I have discussed how to import data into SAS from SPSS and Excel files, but what about when a user wishes to get the data out of SAS into another file format.  Exporting data is one of those times I really love SAS and the tools/wizards they provide.   Let’s start with the SAS Export Wizard.
The Export wizard:
                File -> Export Data…
Here you can see the Export Wizard is open and ready for you to select the file.  In the Library drop down menu, you simply select the library location, and the “member” is the file name.  In this example I would be exporting the SAS dataset “DATA” from the “WORK” library.
One thing you may quickly notice is the extensive list of file formats available to you by SAS.  A few include:  Excel, comma/tab delimited, JMP, SPSS, ect.  That is right SPSS!  I find it interesting that SAS will let users export straight into SPSS, and it works, but you can’t export an SPSS file into SAS without issues.
The final step after selecting the file format is to find the final folder destination of the data.  Once the destination is selected, you will assign a table name and hit FINISH, which will complete your export.
Simple, right? 
*************************************************************************************            
Option 2.  SAS Macro
When explaining how to import Excel files, I discussed the positives and negatives of using these macros for importing/exporting.  The only reason I use these macros is when importing the data, making quick changes, and exporting the data.  I won’t utilize this macro for my day to day exporting, but if I’m making summary variables or mean/mode/median imputations, this is the easiest way.
%macro expo (data=);
PROC EXPORT DATA= WORK.data
            OUTFILE= "C:\folder\datasets\Updated\&data"
            DBMS=EXCEL LABEL REPLACE;
     NEWFILE=YES;
RUN;
%mend;

*The first line creates a macro called “expo” where we are going to use the macro to define “data”.
The macro utilizes PROC EXPORT and states the data is in the work library and is called “data”.  Second note, I created a new file folder called “Updated”, so the data didn’t just overwrite the old data in the folder from where you imported the data.
DBMS=Excel, tells SAS it will be exporting the data as an Excel file with the labels printed instead of the names. ;

%mend;
*closes the macro.;
*The final step is calling the macro;

%expo(data=file);
This statement exports the SAS dataset as “file” into the folder on your drive specified in the macro statement.
These are just two of the forms of exporting data I use most often, but again, there are many ways to export. 
Cheers!

Tuesday, August 3, 2010

Excel Import

There are many options when importing Excel files, but today I will go over the three options I most commonly utilize.  These three options will move from easiest to hardest, but this doesn’t mean least to most useful.  The real benefit of SAS over some other programs is the flexibility it provides in all aspects of data management, including simple data importation.

The three options:
1.)    Import excel through SAS’s import wizard.
2.)    Import excel through code
3.)    Import excel through a macro
****************************************************************************
OPTION 1:
When importing excel through SAS’s import wizard I would always have the excel file saved in the ’97 – 2003 format, SAS hasn’t quite caught up to Excel 2007. 

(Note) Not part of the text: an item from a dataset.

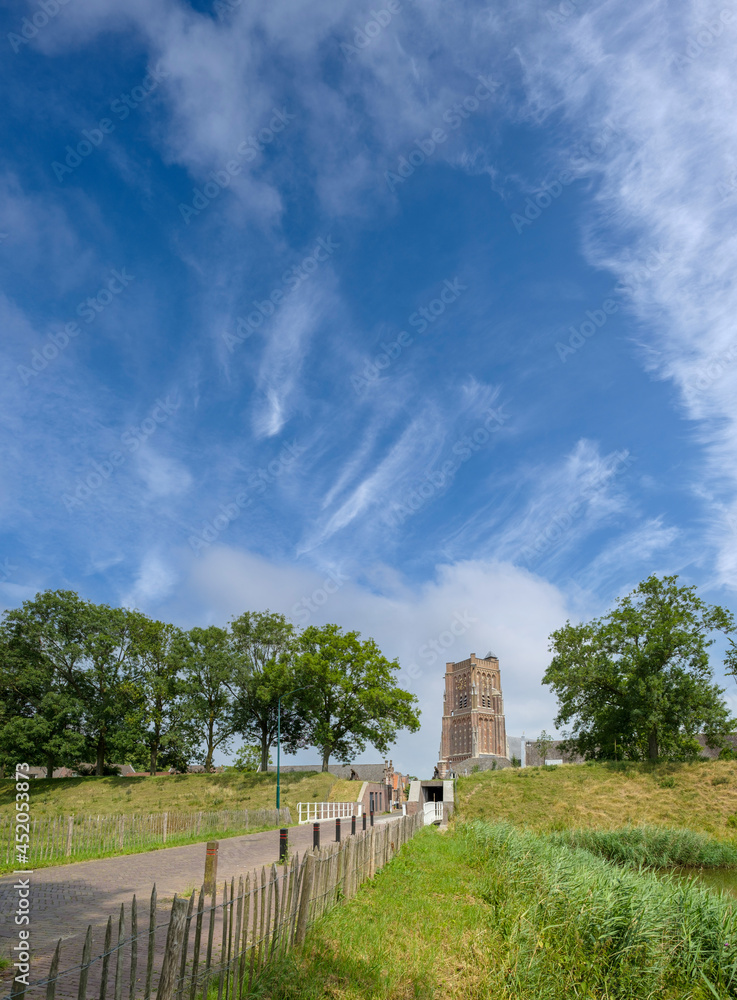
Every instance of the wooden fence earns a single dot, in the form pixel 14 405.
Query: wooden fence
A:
pixel 207 943
pixel 77 837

Once in SAS, go to File-> Import Data… 

This opens the Import Wizard.  The default is “Standard Data Source” with “Microsoft Excel 97/2000/2002/2003 Workbook” in the drop down menu, click “Next” once you verify everything is correct.
 Hit “Browse…” to find the dataset you’re looking to import and click “OK”.

The next screen asks you to select the table you are importing.  This is the table in the original excel file where your data is saved.  Click “Next” once you have selected the correct table.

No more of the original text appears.